Was it Ireland before that?
Then there was Iceland and Venice and Kansas and brace yourselves because now it's Wales.
In fact, according to that brilliant Gavin and Stacey Islands in the Stream video with Tom Jones for Comic Relief, that'll be Wales in England then...duck everyone...and for anyone who might not know this, that little bit of flawed cartography will likely upset 99% of Wales and the other 1% are asleep and will be upset later.
In fact to make up for even referencing that, it might be WalesLit on and off for quite a while now that I have discovered the Honno Press list, and though today's book is not one of theirs I have a very alluring pile that are.
To add to any geographical confusion that other thing has happened, the one where you pick up and start three really good books which look poles apart and strike me down with a wet cod again if they don't all start speaking to each other.
What starts off as a singelton becomes a triplet reading experience, as similar themes and threads arc and spark across from one book to another and but for my trusty pencil and scribbles it would be easy to end up in a state of utter confusion.
The Earth Hums in B Flat by Mari Strachan (Wales) quickly made connections in my mind with both The Tin-Kin by Eleanor Thom (Scotland) and Blackmoor by Edward Hogan (England) and in the end I had myself a sort of three-way reading experience with lines of communication opened up between them and flowing back and forth, as each book informed the other in the way they dealt with similar issues of family secrets, and tragedy.
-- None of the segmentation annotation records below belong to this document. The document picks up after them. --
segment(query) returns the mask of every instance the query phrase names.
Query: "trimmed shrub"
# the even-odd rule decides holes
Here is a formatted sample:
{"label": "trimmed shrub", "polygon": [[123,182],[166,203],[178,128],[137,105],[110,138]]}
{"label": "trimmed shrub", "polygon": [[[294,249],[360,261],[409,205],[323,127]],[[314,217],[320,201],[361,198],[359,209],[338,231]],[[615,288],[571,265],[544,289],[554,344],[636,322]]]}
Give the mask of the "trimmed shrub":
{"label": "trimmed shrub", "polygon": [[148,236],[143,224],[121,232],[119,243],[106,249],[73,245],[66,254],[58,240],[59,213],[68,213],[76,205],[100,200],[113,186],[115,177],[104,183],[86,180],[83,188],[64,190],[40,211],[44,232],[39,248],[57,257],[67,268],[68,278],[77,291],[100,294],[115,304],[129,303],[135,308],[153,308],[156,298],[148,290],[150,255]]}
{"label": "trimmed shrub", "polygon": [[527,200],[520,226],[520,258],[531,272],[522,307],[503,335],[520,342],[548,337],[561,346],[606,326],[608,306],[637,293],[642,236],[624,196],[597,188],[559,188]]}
Lies and prevarication created a wall of silence around the unsayable, and in triplicate too, which all seemed to engender barely concealed and oft malevolent forces to be rooted out and exposed.
More of the other two books soon but The Earth Hums in B Flat published by Canongate gets the spotlight today as young Gwenni Morgan tries to make sense of her family and her life in small-town Wales in the 1950s.
Gwenni feels blessed by the gift of flight in her sleep, a gift which her family view more as a curse that will single her out as 'odd' rather than a childhood fantasy to be acknowledged. With a child's innocence and understanding Gwenni sees much that others may miss but likewise misinterprets what she sees too, taking things as children are wont to do at face value.
Gwenni's is a family rent asunder by the understated horrors of war and the stigma of mental illness with the aftermath passing from one generation to the next. Played out within the confines of a small and knowing community where gossip is the currency of division and hatred poor Gwenni has an uphill climb to the truth. Slowly, as the lies and secrets prevail, the book builds towards the revelations for Gwenni and her older sister Bethan which, though we as adults may have more or less gleaned, still retain the power to shock and silence as the full and ongoing implications dawn.
It's the characters who have lingered on in my mind, not only Gwenni but her long-suffering, loving and loyal father and the mother who hates her with a venom that it's hard to imagine, yet somehow, in the careful and sensitive hands of Mari Strachan, I came to understand it all as I turned the final page.
Mari Strachan has written a beautiful and I hate to tell you but unmissable book (sorry, the tbr piles must be teetering already and it's only March) especially if you enjoy a compelling and perfectly wrought child's narrative voice.